In colon cancer drug study, more wasn't better

NEW YORK—Doctors thought that combining two newer drugs that more precisely attack cancer would help people with advanced colon cancer. Instead, it made the cancer worse and made the patients more miserable, a study found.

NEW YORK—Doctors thought that combining two newer drugs that more precisely attack cancer would help people with advanced colon cancer. Instead, it made the cancer worse and made the patients more miserable, a study found.

The surprising findings underscore the importance of doing rigorous studies before rushing to mix these pricey, new-generation drugs, the Dutch researchers and other experts said. The doctors tried combining Erbitux and Avastin because lab tests and an earlier small study had shown promising results.

“This will stand out as a warning,” said Dr. Cornelis Punt, the study’s leader. “You have to do the randomized studies to see what really happens.”

For the study, Eli Lilly & Co.’s Erbitux was added to standard treatment, which includes Genentech Inc.’s Avastin.

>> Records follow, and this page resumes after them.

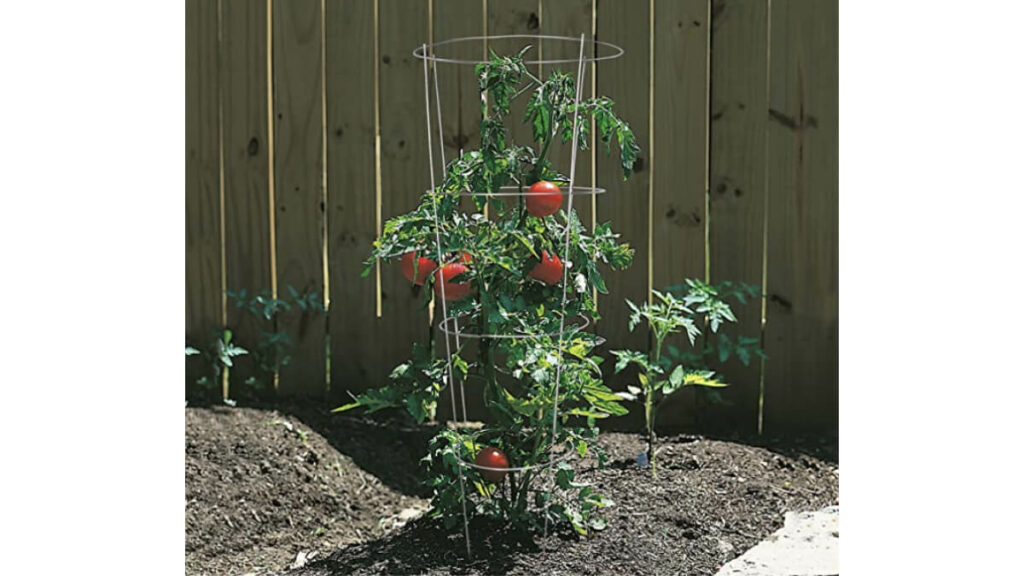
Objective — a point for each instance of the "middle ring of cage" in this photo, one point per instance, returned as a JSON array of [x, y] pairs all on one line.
[[513, 191], [580, 323], [557, 453], [563, 49]]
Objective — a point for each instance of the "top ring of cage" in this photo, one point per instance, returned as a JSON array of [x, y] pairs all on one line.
[[444, 51]]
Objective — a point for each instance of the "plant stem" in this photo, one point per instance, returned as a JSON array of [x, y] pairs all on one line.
[[649, 408]]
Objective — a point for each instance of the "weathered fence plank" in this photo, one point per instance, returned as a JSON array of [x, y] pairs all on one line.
[[627, 81], [404, 170], [355, 340], [298, 188], [457, 83], [738, 123], [679, 162], [248, 243], [802, 328], [203, 265]]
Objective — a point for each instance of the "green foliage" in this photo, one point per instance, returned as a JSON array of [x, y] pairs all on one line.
[[219, 356], [660, 374], [417, 385], [518, 376], [272, 350]]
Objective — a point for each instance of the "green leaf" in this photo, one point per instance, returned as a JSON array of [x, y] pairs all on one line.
[[676, 378]]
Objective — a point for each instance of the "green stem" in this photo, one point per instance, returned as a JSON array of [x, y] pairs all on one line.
[[649, 408]]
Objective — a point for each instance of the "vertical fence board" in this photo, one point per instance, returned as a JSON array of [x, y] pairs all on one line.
[[457, 83], [802, 328], [679, 164], [627, 81], [404, 170], [355, 340], [570, 18], [299, 195], [203, 282], [738, 122], [247, 186]]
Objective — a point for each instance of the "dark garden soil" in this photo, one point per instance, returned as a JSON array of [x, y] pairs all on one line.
[[342, 491], [262, 486]]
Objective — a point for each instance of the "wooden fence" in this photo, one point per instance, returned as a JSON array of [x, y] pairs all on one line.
[[305, 130]]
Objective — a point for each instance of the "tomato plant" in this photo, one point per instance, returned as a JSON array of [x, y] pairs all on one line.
[[417, 270], [543, 199], [663, 374], [503, 279], [488, 458], [549, 270]]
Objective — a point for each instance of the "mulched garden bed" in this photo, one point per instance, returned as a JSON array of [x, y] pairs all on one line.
[[262, 486], [342, 493]]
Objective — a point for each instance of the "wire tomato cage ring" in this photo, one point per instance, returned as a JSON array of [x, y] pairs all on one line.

Since both are “targeted” drugs and attack tumors in different ways, the thinking was that the combo would do a better job of keeping the cancer from growing.

But the results show “more is not always better,” said Dr. Robert Mayer, of Dana-Farber Cancer Institute in Boston. He wrote an editorial published with the study in Thursday’s New England Journal of Medicine.

What makes the results even more compelling, Mayer said, is that another similar study reached the same conclusion. That study, released in December, tested another targeted drug that works the same way as Erbitux.

“This is the first time we’ve seen harm by combining targeted therapies, and it tells us we need to be cautious,” said Dr. Jordan Berlin, a gastrointestinal cancer specialist at Vanderbilt-Ingram Cancer Center in Nashville, Tenn. Berlin, who had no role in the research, stressed that the drugs do help patients, just not when given together.